Putnam County Spelling Bee earns back its budget

The 25th Annual Putnam County Spelling Bee is in the black. The show has now joined a select group of Broadway productions from last season that have recouped their investments. Spelling Bee is the only musical in this profitable club, whose membership includes Doubt, The Pillowman, Billy Crystal's 700 Sundays, Glengarry Glen Ross, and Julius Caesar, starring Denzel Washington.

The musical, which has a score by gay composer William Finn and a book by Rachel Sheinkin, recouped its $3.5 million investment in only 18 weeks, producer David Stone said Monday, very good for a musical. Many musicals take a year or more to pay back. Spelling Bee, playing at Circle in the Square, was helped by its low weekly running costs--less than $300,000, according to Stone--and good word of mouth, which the producer characterized as explosive. "We opened May 2, and by the third week in June, we were selling out," said Stone, producer of another musical helped by positive reaction from theatergoers--Wicked.

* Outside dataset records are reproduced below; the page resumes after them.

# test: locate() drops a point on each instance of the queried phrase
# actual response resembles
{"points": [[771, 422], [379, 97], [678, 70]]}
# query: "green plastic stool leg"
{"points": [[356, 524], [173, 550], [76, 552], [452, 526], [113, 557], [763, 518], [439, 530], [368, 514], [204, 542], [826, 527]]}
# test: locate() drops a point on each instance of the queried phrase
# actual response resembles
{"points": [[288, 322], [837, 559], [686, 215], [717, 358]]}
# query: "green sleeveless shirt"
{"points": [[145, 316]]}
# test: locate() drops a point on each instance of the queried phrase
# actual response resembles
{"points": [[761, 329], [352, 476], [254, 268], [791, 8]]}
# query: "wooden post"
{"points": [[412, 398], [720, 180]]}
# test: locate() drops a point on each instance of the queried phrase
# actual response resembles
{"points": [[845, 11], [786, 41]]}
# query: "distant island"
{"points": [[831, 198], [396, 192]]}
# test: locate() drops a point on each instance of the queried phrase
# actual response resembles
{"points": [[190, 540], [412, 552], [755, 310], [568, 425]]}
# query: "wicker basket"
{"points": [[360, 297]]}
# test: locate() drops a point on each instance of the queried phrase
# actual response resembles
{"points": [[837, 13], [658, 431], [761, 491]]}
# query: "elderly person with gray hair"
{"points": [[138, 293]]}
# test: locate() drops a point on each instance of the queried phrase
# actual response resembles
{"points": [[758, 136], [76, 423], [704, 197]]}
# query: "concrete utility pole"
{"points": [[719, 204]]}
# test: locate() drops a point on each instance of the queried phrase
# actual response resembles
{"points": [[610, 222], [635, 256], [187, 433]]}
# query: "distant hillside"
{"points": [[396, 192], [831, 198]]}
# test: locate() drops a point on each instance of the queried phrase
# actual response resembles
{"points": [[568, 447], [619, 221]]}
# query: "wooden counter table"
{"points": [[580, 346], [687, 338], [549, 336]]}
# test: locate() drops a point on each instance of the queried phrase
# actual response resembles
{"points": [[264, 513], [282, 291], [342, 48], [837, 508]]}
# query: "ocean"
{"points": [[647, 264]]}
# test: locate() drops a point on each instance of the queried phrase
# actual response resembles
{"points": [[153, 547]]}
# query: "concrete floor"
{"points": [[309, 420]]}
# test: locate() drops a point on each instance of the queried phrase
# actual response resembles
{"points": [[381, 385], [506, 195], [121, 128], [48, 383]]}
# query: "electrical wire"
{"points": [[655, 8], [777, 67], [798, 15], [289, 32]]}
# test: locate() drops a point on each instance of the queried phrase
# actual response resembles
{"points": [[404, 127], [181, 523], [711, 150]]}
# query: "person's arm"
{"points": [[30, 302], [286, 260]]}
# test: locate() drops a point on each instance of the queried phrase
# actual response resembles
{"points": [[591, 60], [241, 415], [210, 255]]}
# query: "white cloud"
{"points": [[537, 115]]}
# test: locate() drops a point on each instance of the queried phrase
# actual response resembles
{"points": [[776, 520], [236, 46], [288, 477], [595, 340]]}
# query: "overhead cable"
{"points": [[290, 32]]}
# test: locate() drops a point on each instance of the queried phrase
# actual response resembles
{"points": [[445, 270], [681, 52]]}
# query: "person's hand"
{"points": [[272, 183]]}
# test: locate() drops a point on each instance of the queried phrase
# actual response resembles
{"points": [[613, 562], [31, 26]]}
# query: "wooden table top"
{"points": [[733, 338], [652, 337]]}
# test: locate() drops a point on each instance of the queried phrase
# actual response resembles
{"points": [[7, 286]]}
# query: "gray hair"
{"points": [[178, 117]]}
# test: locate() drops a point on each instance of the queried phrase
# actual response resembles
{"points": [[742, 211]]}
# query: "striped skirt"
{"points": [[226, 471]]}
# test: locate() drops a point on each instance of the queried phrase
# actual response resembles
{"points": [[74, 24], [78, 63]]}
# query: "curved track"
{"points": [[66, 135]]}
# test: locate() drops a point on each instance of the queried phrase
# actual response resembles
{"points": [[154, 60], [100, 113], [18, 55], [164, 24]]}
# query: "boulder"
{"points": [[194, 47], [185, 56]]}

Several other shows from last season most likely will recoup too, particularly Monty Python's Spamalot, which last week again broke the house record at the Shubert Theatre. The $12 million production, which won the 2005 Tony Award for Best Musical, grossed more than $1.05 million during the traditionally slow week after Labor Day. The $10 million Dirty Rotten Scoundrels, which stars John Lithgow and Norbert Leo Butz, also has the potential to end up in the profit column. It has been doing sturdy if not sellout business since opening last March. (AP)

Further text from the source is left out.